From the book jacket:
‘Addiction’ is a fine old English word meaning commitment, dedication, devotion, inclination, bent, or attachment.
“Particular addictions may be good or bad. Some folk are addicted to music, others to books, others to walks in the country. Some are addicted to a religious doctrine or community, be it the Roman Catholic, the Mormon, or the Zen Buddhist. Others are addicted to a political philosophy, like liberalism, socialism, or anarchism, or to a ’cause’, like animal rights or free trade.
“Some people are addicted to another person: perhaps their spouse, perhaps their latest flame. Others are addicted to a habit, like getting up early every morning. Michelangelo was addicted to painting and sculpting, Einstein was addicted to physics, Proust was addicted to writing, Gandhi was addicted to independence for India. Many others, of course, have been equally addicted to these pursuits, but have lacked exceptional talent.
“Sometimes addictions fade gradually. The ardent lover becomes the jaded husband, or the heavy drinker of alcohol gradually moderates. Other times, one addiction is suddenly replaced by another: the ardent lover of x becomes the ardent lover of y, or the heavy drinker becomes instead a born-again Christian. Malcolm X relates how converts to the Nation of Islam quickly abandoned any of their former drug-taking habits.
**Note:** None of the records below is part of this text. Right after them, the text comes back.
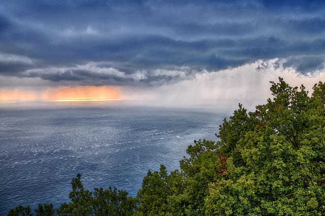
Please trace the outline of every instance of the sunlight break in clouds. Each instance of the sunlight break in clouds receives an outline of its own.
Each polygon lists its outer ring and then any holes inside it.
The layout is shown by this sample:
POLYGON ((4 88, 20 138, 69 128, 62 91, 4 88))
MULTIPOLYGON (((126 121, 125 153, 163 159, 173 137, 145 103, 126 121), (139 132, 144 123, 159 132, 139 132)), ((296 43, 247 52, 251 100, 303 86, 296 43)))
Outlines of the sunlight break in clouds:
POLYGON ((44 93, 44 98, 57 102, 105 101, 121 99, 119 91, 108 87, 63 88, 44 93))

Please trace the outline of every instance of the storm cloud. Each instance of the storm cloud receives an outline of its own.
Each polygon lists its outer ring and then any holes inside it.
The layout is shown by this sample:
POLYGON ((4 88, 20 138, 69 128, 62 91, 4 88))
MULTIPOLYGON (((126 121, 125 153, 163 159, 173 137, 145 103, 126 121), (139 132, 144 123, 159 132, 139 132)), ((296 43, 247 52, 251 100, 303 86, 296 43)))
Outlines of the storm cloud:
POLYGON ((323 1, 6 2, 2 77, 161 86, 275 59, 303 75, 324 68, 323 1))

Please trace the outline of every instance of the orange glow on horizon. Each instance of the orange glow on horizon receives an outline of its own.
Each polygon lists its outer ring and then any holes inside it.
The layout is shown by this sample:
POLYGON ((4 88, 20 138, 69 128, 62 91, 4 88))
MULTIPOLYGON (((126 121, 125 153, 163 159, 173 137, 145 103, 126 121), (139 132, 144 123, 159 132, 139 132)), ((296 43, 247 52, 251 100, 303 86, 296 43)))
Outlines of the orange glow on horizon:
POLYGON ((107 101, 120 100, 116 88, 108 87, 80 87, 63 88, 48 91, 45 98, 56 102, 107 101))
POLYGON ((0 91, 0 101, 50 101, 56 102, 91 102, 121 100, 117 88, 108 87, 62 88, 43 92, 19 90, 0 91))

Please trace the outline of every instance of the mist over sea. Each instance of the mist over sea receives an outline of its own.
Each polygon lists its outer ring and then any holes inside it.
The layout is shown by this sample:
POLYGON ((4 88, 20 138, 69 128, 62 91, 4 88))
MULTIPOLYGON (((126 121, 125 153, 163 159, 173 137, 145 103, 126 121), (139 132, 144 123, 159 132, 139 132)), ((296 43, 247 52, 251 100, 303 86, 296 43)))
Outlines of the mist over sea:
POLYGON ((135 196, 148 169, 178 169, 194 140, 216 141, 219 125, 237 104, 2 107, 0 215, 19 205, 34 210, 70 202, 78 173, 86 190, 111 186, 135 196))

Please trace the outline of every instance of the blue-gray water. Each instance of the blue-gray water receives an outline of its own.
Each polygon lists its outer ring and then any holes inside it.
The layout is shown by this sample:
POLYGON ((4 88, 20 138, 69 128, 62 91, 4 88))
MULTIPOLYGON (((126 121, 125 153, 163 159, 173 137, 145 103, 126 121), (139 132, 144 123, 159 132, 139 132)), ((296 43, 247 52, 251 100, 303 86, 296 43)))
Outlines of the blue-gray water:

“An addiction is not exactly the same as habit, though one can be addicted to a habit. John Stuart Mill refers to ‘A man who causes grief to his family by addiction to bad habits.’ Addiction is a fondness for, or orientation toward, some thing or activity, because it has meaning, because it is considered valuable or even sacred. In some cases, people may be addicted to something because they find it enjoyable, and this, of course, also reflects their values: such a person believes that the right way to live is to seek enjoyment.
“Human life is always involved with addictions, and would be wretched and worthless, perhaps even impossible, without addictions. Addico, ergo sum. Yet human life can be devastated or horribly blighted by ill-chosen addictions. A simple example would be that of an adolescent drawn into an apparently warm and benevolent religious group, which only gradually comes forth in its true colors as a destructive cult of collective suicide. Another example might be a young person in the 1930s, becoming a Communist or a National Socialist.
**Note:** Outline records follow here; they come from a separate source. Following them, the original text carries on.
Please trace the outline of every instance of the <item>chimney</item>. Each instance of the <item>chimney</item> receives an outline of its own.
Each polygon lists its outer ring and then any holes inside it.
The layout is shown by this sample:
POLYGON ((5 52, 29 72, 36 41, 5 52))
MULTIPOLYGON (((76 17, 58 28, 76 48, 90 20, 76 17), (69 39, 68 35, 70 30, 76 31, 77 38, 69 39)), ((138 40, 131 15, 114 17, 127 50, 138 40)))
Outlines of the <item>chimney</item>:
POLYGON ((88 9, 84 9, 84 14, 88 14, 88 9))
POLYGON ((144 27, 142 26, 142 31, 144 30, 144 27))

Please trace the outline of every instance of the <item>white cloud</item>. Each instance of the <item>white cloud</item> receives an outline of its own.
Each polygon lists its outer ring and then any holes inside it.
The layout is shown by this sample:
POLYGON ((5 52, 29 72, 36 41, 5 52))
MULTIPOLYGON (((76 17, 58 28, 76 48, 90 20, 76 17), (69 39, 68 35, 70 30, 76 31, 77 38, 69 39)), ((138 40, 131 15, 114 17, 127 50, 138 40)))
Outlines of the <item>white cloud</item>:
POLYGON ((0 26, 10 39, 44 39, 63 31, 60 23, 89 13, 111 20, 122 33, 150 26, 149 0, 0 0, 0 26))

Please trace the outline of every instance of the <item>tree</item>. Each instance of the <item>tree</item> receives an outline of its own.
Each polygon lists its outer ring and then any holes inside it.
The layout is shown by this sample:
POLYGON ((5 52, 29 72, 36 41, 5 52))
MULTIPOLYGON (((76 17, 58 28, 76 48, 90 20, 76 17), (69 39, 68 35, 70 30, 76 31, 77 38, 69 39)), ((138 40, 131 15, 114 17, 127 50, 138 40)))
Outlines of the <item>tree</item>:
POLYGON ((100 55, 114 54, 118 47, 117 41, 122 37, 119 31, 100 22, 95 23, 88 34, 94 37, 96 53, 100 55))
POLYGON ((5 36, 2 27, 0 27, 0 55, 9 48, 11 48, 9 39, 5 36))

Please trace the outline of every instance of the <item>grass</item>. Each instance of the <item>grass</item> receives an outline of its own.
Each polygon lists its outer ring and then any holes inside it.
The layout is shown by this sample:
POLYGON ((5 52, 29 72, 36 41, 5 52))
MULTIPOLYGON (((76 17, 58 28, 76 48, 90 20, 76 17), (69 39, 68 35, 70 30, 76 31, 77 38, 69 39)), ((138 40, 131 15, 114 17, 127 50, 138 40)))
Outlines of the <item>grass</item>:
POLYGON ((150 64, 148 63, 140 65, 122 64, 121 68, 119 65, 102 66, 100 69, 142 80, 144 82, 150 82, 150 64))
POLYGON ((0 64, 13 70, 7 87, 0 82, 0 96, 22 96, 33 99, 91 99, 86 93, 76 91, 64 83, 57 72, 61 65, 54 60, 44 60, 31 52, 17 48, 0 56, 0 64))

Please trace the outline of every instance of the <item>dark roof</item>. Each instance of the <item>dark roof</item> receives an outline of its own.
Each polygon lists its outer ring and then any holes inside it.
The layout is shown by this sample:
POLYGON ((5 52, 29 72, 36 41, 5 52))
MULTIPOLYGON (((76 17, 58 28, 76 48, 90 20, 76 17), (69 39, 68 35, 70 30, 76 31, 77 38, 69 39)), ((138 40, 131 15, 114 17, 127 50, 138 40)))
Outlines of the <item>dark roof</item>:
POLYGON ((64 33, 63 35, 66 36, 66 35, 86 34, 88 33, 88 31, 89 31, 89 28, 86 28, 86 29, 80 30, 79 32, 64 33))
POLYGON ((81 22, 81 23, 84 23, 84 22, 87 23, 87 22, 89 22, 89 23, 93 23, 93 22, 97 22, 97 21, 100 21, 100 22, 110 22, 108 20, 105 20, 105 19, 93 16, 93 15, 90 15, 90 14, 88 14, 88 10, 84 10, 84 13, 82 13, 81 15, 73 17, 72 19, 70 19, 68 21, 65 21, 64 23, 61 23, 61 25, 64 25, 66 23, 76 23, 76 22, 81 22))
“Addictions are indispensable. Addictions–and only addictions–can open us up to all that makes life rich and fulfilling. Yet addictions can also have appalling consequences. The conclusion is clear: choose your addictions very carefully! Nothing is more vital for a young person than to select the right addictions. Addictions we approve of are called ‘virtues’. Addictions we disapprove of are called ‘vices’.
“In recent years, the word ‘addiction’ has come to be used with quite a different meaning. It is now taken to refer to any activity which individuals engage in, deliberately and consciously, and are physically unable to stop themselves pursuing. Thus (it is claimed) the heroin addict cannot refrain from injecting himself with heroin, the alcohol addict or ‘alcoholic’ cannot refrain from swallowing alcoholic beverages, Bill Clinton cannot refrain
from having sexual relations with his subordinates, the overspending housewife cannot refrain from buying ‘unnecessary’ things in stores, and the compulsive gambler cannot stop gambling.
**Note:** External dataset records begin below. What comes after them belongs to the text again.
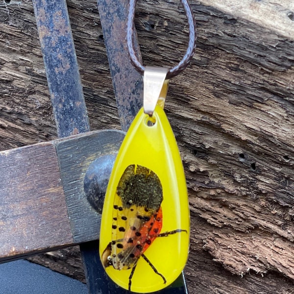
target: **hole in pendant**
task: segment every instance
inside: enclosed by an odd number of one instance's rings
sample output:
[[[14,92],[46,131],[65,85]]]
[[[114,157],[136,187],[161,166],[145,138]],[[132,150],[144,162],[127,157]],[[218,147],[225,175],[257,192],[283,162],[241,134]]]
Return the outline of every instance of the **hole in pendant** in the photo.
[[[156,122],[155,118],[148,116],[146,120],[146,123],[148,126],[153,126]]]

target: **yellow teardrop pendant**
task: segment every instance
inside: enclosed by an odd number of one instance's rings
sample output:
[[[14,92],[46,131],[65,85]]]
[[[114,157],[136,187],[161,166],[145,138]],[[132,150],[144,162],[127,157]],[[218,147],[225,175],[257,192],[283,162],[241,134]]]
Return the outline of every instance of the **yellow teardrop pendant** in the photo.
[[[186,180],[166,115],[142,108],[122,144],[103,209],[99,252],[107,274],[137,293],[160,290],[182,271],[189,245]]]

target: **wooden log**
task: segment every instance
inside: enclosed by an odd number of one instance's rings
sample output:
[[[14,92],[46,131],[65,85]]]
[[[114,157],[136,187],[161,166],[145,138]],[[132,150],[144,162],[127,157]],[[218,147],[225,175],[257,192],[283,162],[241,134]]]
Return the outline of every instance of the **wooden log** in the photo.
[[[31,3],[6,2],[0,4],[2,150],[56,136]],[[189,187],[190,292],[291,293],[292,1],[191,3],[197,48],[171,81],[166,104]],[[68,5],[91,128],[117,128],[96,2]],[[179,2],[139,1],[136,25],[145,64],[172,66],[184,53]]]
[[[0,262],[98,239],[85,175],[98,158],[115,157],[123,137],[95,131],[0,151]]]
“In this newfangled sense of ‘addiction’, I maintain that ‘addiction’ is a myth. I deny that there is any such thing as ‘addiction’, in the sense of a deliberate and conscious course of action which the person literally cannot stop doing. According to my view of the world, the heroin addict can stop injecting himself with heroin, the alcohol addict can stop himself from swallowing whisky, and so forth. People are responsible for their deliberate and conscious behavior.
– Jeffery Schaler: Addiction is a Choice.